# Family Room HT Examples?



## Ayreonaut (Apr 26, 2006)

We've all seen hundreds of photos of dedicated HTs. But I think that I would rather build a family room HT. Starting from scratch (building an addition in the future) would allow me to configure this room however I want. But risers and rows of seats are out, and total darkness is out too. And I want a fireplace. I just do.

What examples of brilliant HT family rooms have you seen?


----------



## JCD (Apr 20, 2006)

I was hoping someone else would chime in.. but since they haven't so far, I haven't seen anything either. 
That being said, maybe if you gave some parameters we could help. Like:

How big is the room going to be?
What kind of equipment are you thinking about?
What's the layout of the room?
How much do we need to worry about WAF?

JCD


----------



## adogand6kids (Jul 29, 2006)

Naut,

As you can probably tell from my login name, family friendly rooms are a necessity for my family. I currently have a basement HT/Family room, and at the same time am building a new home that will have a basement HT/family room/library. When trying to formulate a plan for such a room, compromises are inevitable. I will try to take some photos of my current basement set up (full of compromises) as well as scan some of the plans I have come up with for the new basement. I can post these to give you some ideas. As a starting point, I would suggest trying to get the physical size of the room as conducive to good audio as possible. This is obviously the hardest thing to change in retrospect.

More later.

Wade


----------



## Sonnie (Apr 11, 2006)

You put that one strict qualification in there... "brilliant" ... or otherwise I could probably dig up some pics of my old family/HT room setups.


----------



## Wayne A. Pflughaupt (Apr 13, 2006)

> You put that one strict qualification in there... "brilliant" ... or otherwise I could probably did up some pics of my old family/HT room setups.


Yeah, that kinda scared me off, too! I’m a big fan of family room set-ups myself – easy access to the kitchen!
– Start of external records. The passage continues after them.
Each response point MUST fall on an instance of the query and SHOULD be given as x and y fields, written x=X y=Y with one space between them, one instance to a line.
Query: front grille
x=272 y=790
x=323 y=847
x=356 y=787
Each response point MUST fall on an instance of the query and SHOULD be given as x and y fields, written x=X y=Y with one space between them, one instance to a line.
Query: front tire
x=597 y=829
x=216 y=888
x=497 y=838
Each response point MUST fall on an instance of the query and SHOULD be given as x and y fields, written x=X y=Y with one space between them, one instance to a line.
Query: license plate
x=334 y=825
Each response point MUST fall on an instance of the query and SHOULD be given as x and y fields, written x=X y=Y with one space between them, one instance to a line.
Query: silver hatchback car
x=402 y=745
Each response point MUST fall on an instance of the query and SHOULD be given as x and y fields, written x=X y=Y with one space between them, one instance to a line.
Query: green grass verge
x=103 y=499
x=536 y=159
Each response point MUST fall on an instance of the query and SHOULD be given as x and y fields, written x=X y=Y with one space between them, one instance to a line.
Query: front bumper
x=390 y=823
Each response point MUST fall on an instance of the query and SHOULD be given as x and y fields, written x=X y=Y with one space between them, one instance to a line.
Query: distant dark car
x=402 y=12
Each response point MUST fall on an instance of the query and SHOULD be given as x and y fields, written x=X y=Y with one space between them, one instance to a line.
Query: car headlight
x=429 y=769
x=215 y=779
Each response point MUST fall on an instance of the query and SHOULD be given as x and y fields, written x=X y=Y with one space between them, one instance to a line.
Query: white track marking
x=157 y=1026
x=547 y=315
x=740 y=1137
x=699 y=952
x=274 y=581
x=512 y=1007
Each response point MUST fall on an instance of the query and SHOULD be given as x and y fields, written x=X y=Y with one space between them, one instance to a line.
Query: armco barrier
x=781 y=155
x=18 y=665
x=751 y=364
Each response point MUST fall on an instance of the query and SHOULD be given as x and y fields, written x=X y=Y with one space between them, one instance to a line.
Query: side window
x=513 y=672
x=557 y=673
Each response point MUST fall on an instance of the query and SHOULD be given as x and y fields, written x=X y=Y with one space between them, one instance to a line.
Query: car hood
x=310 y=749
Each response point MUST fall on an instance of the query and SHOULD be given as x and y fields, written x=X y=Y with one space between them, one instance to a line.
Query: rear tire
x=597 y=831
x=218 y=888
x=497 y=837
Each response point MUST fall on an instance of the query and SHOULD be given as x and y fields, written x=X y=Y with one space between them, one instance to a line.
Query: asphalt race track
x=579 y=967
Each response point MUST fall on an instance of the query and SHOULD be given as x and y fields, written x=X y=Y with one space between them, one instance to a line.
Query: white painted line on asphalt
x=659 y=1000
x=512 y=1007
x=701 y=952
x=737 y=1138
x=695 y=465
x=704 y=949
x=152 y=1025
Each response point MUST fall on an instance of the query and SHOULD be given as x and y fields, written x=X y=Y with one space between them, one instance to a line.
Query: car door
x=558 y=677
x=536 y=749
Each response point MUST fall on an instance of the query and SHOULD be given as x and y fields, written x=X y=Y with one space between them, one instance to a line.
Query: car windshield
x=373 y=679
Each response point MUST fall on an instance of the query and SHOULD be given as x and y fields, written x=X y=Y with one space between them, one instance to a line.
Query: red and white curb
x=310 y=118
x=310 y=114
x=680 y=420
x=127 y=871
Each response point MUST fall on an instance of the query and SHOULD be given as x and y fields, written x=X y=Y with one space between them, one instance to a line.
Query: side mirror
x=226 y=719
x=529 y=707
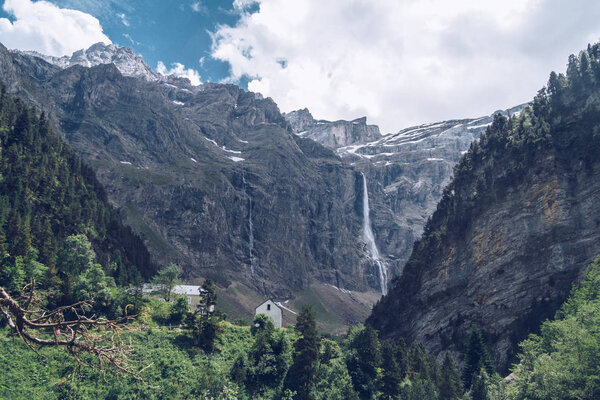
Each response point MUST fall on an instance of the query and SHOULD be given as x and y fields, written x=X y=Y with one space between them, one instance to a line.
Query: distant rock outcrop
x=126 y=61
x=406 y=171
x=209 y=174
x=513 y=230
x=332 y=134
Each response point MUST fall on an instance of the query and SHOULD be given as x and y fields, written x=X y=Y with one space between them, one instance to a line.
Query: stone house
x=272 y=310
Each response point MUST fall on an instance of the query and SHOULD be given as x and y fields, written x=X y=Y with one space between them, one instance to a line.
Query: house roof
x=267 y=301
x=188 y=290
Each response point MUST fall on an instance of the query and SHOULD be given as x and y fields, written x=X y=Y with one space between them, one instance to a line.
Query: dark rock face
x=511 y=270
x=513 y=231
x=332 y=134
x=406 y=173
x=209 y=174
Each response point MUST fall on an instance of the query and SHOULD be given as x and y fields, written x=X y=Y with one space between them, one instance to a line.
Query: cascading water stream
x=250 y=228
x=369 y=239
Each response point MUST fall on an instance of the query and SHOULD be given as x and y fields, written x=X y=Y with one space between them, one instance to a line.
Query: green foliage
x=450 y=384
x=560 y=130
x=47 y=195
x=563 y=362
x=332 y=381
x=363 y=359
x=476 y=357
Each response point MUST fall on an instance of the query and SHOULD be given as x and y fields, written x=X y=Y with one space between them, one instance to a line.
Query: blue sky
x=398 y=62
x=168 y=30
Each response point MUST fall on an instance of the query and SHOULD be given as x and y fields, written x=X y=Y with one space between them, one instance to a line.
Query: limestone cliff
x=513 y=230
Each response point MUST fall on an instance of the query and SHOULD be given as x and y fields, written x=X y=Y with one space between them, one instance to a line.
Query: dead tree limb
x=39 y=327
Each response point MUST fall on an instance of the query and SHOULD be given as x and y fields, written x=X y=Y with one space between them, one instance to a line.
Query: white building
x=192 y=292
x=272 y=310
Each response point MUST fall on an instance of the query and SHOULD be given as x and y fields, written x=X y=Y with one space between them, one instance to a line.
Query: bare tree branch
x=82 y=334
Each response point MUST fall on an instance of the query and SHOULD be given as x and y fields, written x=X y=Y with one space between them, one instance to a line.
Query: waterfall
x=250 y=228
x=369 y=239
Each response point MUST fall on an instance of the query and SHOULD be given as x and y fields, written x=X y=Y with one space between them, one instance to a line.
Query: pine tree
x=392 y=374
x=450 y=385
x=476 y=358
x=301 y=375
x=364 y=360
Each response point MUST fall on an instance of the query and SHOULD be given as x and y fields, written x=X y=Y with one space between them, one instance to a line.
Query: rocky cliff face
x=513 y=231
x=406 y=172
x=332 y=134
x=209 y=174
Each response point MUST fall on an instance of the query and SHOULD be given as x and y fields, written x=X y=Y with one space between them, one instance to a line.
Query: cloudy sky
x=399 y=62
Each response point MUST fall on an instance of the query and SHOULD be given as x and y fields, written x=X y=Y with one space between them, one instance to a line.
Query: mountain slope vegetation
x=515 y=227
x=46 y=195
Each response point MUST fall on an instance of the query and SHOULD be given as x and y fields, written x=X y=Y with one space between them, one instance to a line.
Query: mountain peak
x=124 y=58
x=332 y=134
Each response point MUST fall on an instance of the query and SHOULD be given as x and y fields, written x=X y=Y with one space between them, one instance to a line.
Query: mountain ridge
x=514 y=229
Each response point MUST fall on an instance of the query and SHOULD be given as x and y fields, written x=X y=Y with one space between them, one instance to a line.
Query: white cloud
x=48 y=29
x=179 y=71
x=402 y=62
x=123 y=19
x=198 y=7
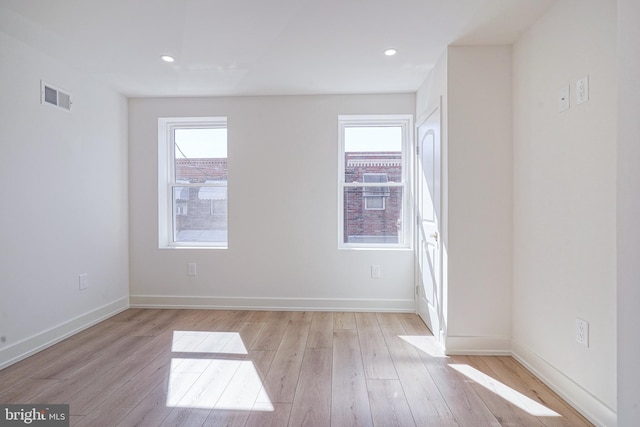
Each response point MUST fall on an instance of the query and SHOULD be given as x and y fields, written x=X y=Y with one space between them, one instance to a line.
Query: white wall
x=628 y=213
x=564 y=203
x=475 y=85
x=431 y=94
x=283 y=157
x=64 y=203
x=479 y=207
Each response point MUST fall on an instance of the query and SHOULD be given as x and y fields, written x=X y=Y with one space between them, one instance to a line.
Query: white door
x=429 y=241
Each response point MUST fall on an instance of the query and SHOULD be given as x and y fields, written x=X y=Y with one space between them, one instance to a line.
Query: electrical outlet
x=191 y=270
x=83 y=281
x=582 y=90
x=375 y=272
x=582 y=332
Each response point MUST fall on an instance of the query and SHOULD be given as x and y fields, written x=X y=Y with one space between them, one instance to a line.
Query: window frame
x=405 y=122
x=167 y=179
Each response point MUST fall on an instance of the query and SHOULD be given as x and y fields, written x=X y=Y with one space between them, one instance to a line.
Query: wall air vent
x=49 y=94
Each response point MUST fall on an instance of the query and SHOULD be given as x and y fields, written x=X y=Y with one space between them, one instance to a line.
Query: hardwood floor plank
x=490 y=391
x=282 y=379
x=150 y=411
x=272 y=332
x=349 y=396
x=151 y=367
x=27 y=390
x=389 y=405
x=375 y=355
x=516 y=377
x=425 y=401
x=312 y=402
x=391 y=318
x=90 y=397
x=278 y=417
x=321 y=332
x=344 y=321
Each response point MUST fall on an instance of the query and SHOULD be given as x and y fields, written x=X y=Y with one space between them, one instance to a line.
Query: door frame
x=441 y=333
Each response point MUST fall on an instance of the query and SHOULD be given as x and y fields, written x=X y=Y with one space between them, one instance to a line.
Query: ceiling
x=256 y=47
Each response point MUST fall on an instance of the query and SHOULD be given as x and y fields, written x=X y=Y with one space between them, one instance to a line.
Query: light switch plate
x=582 y=90
x=563 y=99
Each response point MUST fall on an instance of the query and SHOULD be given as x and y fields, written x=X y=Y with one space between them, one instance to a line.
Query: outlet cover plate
x=582 y=332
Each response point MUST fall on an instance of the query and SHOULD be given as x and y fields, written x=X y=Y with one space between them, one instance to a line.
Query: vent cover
x=49 y=94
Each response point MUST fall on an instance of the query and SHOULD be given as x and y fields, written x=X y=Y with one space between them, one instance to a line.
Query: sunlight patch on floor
x=425 y=343
x=226 y=380
x=208 y=342
x=516 y=398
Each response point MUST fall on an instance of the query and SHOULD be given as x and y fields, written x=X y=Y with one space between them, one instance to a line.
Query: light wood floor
x=250 y=368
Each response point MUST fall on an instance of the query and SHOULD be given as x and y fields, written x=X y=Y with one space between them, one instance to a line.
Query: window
x=373 y=181
x=192 y=182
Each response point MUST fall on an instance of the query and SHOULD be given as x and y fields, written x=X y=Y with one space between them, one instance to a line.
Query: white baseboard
x=27 y=347
x=582 y=400
x=284 y=304
x=480 y=346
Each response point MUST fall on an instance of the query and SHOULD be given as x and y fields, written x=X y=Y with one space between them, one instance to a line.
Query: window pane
x=373 y=151
x=200 y=154
x=373 y=216
x=200 y=214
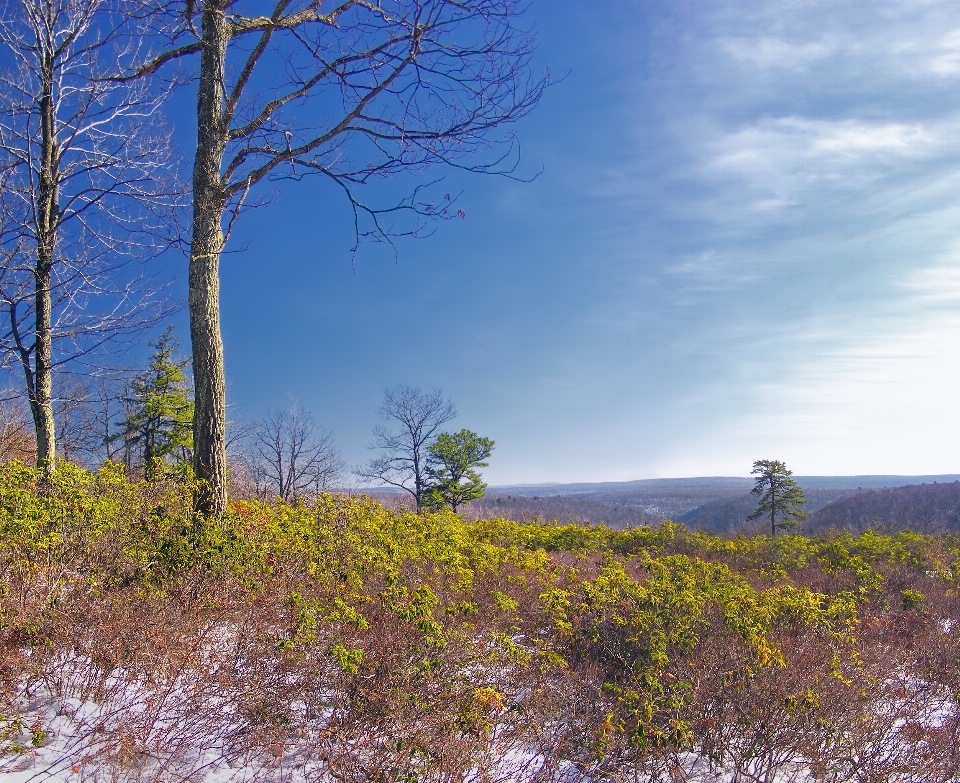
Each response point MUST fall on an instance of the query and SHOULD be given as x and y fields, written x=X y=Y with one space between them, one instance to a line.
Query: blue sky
x=743 y=244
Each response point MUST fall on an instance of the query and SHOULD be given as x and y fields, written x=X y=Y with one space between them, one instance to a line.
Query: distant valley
x=721 y=504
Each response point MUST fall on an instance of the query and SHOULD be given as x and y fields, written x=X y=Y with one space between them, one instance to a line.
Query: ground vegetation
x=339 y=640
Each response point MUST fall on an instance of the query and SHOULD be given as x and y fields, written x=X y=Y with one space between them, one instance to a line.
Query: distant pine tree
x=779 y=495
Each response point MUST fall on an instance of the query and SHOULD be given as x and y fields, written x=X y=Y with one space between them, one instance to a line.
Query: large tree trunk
x=209 y=417
x=47 y=221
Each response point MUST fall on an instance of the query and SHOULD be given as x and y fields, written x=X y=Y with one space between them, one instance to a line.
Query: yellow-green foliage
x=637 y=610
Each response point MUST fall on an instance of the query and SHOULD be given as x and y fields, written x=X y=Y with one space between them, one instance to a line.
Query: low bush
x=341 y=640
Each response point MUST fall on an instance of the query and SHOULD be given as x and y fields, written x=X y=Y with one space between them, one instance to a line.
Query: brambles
x=353 y=642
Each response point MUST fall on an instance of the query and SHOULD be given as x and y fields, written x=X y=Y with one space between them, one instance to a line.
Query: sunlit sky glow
x=744 y=243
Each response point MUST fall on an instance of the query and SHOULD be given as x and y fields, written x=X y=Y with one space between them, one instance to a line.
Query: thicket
x=341 y=640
Not sure how many family room set-ups will qualify as “brilliant," but I’m sure there are some out there. Maybe when I get my wet bar converted to a built-in equipment rack...

Regards,
Wayne


----------



## Ayreonaut (Apr 26, 2006)

JCD said:


> How big is the room going to be?
> What kind of equipment are you thinking about?
> What's the layout of the room?
> How much do we need to worry about WAF?


A1. I'm thinking that it will be 8'h*12.8'w*20'l or 10'h*16'w*25'l. We homeschool our kids, and my wife wants to combine a school room with a den/theater. I'm thinking that I'll use that to leverage the larger room (16'x25') but the HT will be limited to part of the room.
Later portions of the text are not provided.